Помню, мы любили гонять мяч по островкам травы между тротуаром и мостовой. Это было на 14-й улице перед домом Тилфорда Брукса, который потом получил степень доктора музыки, он и сейчас живет в Сент-Луисе. Потом шли играть к дому Милларда. Господи, из-за всех этих ножных перехватов мы постоянно грохались на землю и так сильно разбивали головы, что у нас чуть мозги не вываливались, и кровь лилась, как из резаных свиней. Все ноги были у нас в шрамах, а матерей мы доводили до истерик. Зато было страшно интересно, и веселились мы вовсю.
Что мне по-настоящему было по душе, так это плавание и бокс.
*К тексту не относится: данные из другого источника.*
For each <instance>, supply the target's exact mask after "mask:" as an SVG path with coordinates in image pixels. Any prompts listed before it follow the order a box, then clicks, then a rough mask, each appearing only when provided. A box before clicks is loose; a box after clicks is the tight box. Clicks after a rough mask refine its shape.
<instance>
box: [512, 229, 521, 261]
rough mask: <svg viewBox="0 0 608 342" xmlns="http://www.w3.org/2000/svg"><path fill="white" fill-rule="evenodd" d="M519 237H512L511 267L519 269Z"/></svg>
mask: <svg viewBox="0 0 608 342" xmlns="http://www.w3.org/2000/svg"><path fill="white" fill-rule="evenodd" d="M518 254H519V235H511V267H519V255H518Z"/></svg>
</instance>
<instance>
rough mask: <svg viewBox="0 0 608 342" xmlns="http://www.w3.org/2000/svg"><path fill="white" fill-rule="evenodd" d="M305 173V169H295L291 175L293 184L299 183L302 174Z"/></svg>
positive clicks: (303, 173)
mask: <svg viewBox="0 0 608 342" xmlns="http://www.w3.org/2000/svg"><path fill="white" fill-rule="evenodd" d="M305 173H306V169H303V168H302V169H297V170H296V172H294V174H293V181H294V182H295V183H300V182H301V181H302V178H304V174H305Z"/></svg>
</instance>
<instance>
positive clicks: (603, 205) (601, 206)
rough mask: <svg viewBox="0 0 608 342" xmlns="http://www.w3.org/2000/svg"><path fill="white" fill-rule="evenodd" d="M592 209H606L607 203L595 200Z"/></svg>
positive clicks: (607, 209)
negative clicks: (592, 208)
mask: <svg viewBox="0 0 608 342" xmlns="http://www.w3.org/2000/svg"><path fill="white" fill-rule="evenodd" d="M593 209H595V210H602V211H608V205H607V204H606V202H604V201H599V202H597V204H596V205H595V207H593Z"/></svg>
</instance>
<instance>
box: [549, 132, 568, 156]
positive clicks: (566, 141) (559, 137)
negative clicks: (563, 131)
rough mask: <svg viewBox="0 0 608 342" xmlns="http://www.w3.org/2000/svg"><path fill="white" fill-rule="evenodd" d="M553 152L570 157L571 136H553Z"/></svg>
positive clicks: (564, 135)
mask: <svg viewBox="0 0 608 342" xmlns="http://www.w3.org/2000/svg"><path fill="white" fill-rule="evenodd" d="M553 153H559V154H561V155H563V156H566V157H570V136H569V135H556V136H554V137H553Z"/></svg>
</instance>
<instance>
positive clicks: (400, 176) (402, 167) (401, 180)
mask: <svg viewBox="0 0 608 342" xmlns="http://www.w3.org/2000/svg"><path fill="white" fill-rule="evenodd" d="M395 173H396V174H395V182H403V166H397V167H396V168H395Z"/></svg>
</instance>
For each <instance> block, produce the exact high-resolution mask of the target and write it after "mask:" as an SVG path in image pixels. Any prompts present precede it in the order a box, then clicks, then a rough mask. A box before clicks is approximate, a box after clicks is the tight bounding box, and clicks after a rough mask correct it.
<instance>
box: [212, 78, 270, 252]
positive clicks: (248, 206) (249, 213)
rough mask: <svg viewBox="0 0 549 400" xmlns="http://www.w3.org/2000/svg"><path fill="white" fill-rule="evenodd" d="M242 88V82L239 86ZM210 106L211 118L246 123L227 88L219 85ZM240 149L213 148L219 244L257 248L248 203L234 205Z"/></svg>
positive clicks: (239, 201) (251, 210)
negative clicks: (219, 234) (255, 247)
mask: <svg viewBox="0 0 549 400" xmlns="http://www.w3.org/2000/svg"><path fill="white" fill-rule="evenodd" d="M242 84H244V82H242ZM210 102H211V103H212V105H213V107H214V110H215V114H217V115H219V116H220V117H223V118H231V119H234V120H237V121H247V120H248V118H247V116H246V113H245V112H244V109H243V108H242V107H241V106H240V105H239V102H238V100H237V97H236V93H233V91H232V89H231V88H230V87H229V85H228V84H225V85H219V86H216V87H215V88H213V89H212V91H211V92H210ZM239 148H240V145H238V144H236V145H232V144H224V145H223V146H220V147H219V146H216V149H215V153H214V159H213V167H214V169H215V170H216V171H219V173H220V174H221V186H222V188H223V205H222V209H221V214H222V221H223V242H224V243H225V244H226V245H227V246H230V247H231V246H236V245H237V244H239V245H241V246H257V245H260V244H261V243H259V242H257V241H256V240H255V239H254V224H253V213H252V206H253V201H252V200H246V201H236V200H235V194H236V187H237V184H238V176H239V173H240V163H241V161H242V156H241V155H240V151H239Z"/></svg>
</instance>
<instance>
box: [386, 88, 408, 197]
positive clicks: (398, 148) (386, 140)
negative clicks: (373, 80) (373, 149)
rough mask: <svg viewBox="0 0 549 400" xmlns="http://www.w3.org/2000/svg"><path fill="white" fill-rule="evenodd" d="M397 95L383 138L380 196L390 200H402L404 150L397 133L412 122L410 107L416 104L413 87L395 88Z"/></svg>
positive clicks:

Так они и остались моими любимыми видами. И раньше, и сейчас я плаваю при всяком удобном случае. Хотя бокс мне ближе. Я его обожаю. Не могу объяснить почему. А как я следил за всеми матчами Джо Луиса! Впрочем, как и все мы в то время. Собирались у приемника и ждали рассказа комментатора о том, как Джо нокаутировал очередного выскочку. И тогда все черное братство Ист-Сент-Луиса неистовствовало, устраивало на улице праздник, пило, танцевало и гудело. Причем радостно. То же самое было — правда, чуть потише, — когда выиграл Генри Армстронг — он ведь жил за рекой, в Сент-Луисе, так что считался нашим, местным черным парнем, героем нашего города. Но всеобщим любимцем был все же Джо Луис.
Хоть я и любил боксировать, в настоящих драках я не участвовал. Мы толкались и пихались, могли наподдать кулаками друг другу, но ничего более серьезного. Росли нормальными веселыми детьми.
А вообще-то в Ист-Сент-Луисе было много банд, и очень даже нехороших, вроде «Термитов». Да и в Сент-Луисе было полно всяких подонков. Ист-Сент-Луис был не самым лучшим местом для мальчишки, там было много фраеров, черных и белых, которые никого не щадили. Я, пока не стал подростком, совсем не дрался. Я и в банде-то не оказался только потому, что серьезно увлекся музыкой. Даже спорт из-за нее забросил. Нет, ты пойми меня правильно, мне, конечно, приходилось драться со всякими отбросами и подонками, особенно когда кто-нибудь из них называл меня Гречкой — из-за того, что я был маленьким, худым и очень темным. Я это прозвище терпеть не мог, поэтому, если кто-то меня так называл, ему приходилось со мной драться. А не нравилось оно мне потому, что похоже на прозвище черного парня из телесериала «Наша шайка» [1] с его дерьмовым киношным представлением белых о черных. Я знал про себя, что я-то не такой, что мои родители — уважаемые люди и что если меня так обзывают, значит, надо мной смеются. Я уже в то время понимал, что, если хочешь постоять за себя, нужно драться. Ну и дрался, много. Но в шайках никогда не был. И я не считаю себя высокомерным, просто я уверен в себе. Знаю, чего хочу, и всегда знал, чего хотел, сколько себя помню. Меня невозможно запугать. Но вообще-то, когда я подрастал, меня, кажется, все любили, хоть я и не был особенно разговорчивым; я и сейчас не большой охотник трепаться.